Another reason native apps are still needed is performance. While HTML5 has the potential to be just as powerful as a native app, that just isn't the case quite yet. Facebook famously tried to make a completely web based app for their mobile client last year and finally gave up after encountering a lot of performance issues, and rewrote the whole thing using native code. Finally, let's face it. HTML and JavaScript are easy, far easier than C# or Java. So the result is that there are a lot more web developers out there than iPhone or Android coders. So if you are a programmer and want a job in the mobile market, then you will have a lot more competition if you wish to code HTML5 apps.

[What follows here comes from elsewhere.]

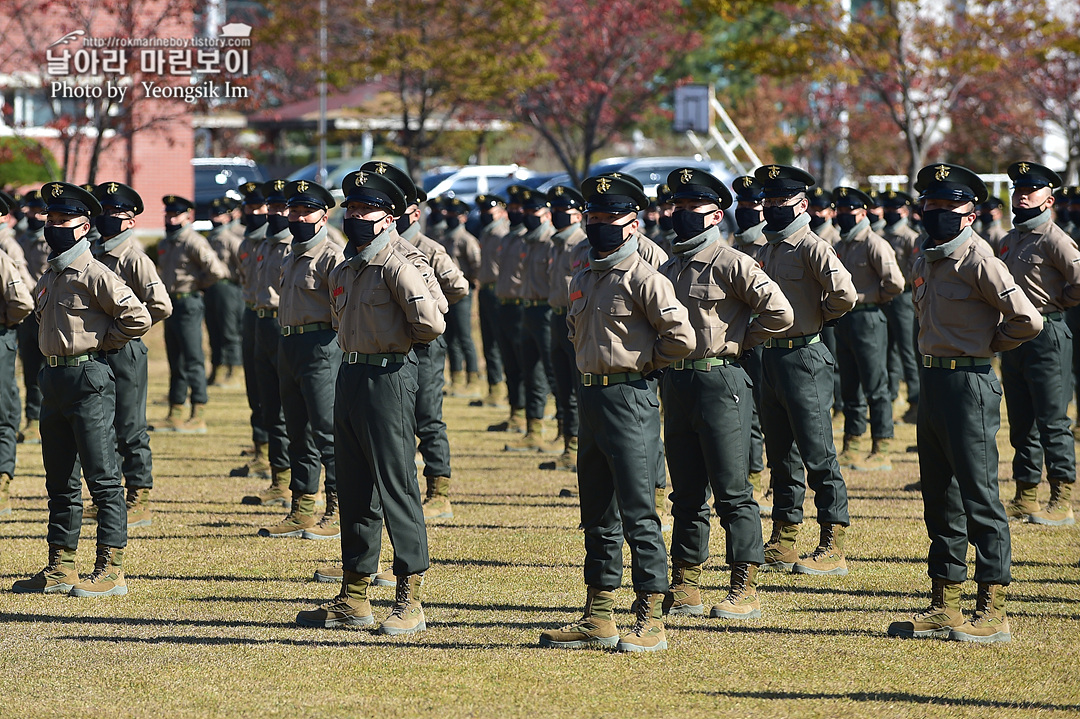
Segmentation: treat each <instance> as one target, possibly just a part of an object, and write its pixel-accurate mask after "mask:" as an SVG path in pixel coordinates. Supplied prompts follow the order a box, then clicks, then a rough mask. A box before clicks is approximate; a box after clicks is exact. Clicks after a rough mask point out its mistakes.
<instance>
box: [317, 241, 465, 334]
mask: <svg viewBox="0 0 1080 719" xmlns="http://www.w3.org/2000/svg"><path fill="white" fill-rule="evenodd" d="M329 287H330V299H332V308H333V322H334V326H335V328H336V329H337V331H338V344H340V347H341V349H342V350H343V351H345V352H362V353H364V354H384V353H392V352H393V353H399V352H400V353H406V352H408V351H409V350H410V349H413V345H414V344H423V343H427V342H431V341H432V340H434V339H435V338H437V337H438V336H440V335H442V334H443V330H445V329H446V320H445V317H444V316H443V313H442V312H441V311H440V309H438V307H436V304H435V300H434V299H433V298H432V297H431V295H430V294H429V293H428V284H427V282H424V279H423V277H422V276H420V271H419V270H417V269H416V267H415V266H414V264H413V263H411V262H409V261H408V260H407V259H406V258H405V257H403V256H402V255H401V254H399V253H397V252H396V250H394V248H393V246H392V245H388V246H386V247H383V248H382V249H381V250H379V252H378V253H376V255H375V257H373V258H372V261H370V262H368V263H366V264H360V263H355V262H354V263H350V262H349V261H345V262H341V263H340V264H338V266H337V267H336V268H334V270H333V271H330V274H329Z"/></svg>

So these are the main reasons why, as a programmer, you might want to keep up to date on the latest native coding techniques instead of embracing HTML5. It's not the ideal solution, in fact most of us hope that web apps replace native apps sooner than later, especially as mobile platforms expand with Firefox OS, Ubuntu and the latest Blackberry 10 making a comeback. Developing for a dozen different platforms is never fun. But for now, it is what programmers do, and if mobile programming is in your future, right now that means native code.


The good news is that making a native app is not nearly as complex as it once was. Now creating iPhone and Android games or apps is a well understood process, and there are countless books and tutorials. If your main concern is finding a job as a programmer, then there is no question that expanding your knowledge base is useful, and one of the best domain to do so in is through mobile apps. Being able to make iPhone or Android apps will definitely enhance your chance at landing that highly paid job, and you can always recycle those skills into HTML5 when the platform is truly ready.

Comments
Apr 24, 2013
by Anonymous

HTML5 can go in the app

HTML5 can go in the app store. That's part of the point. Your wrap it with things like Phonegap. If you do not have a bleeding edge or extremely highly polished consumer app there is no reason not to go HTML5

Apr 24, 2013
by Anonymous

HTML5 can be wrapped with

HTML5 can be wrapped with Phonegap and put in the app store. There are other products that help with polish or the Enterprise if you need it like Sencha.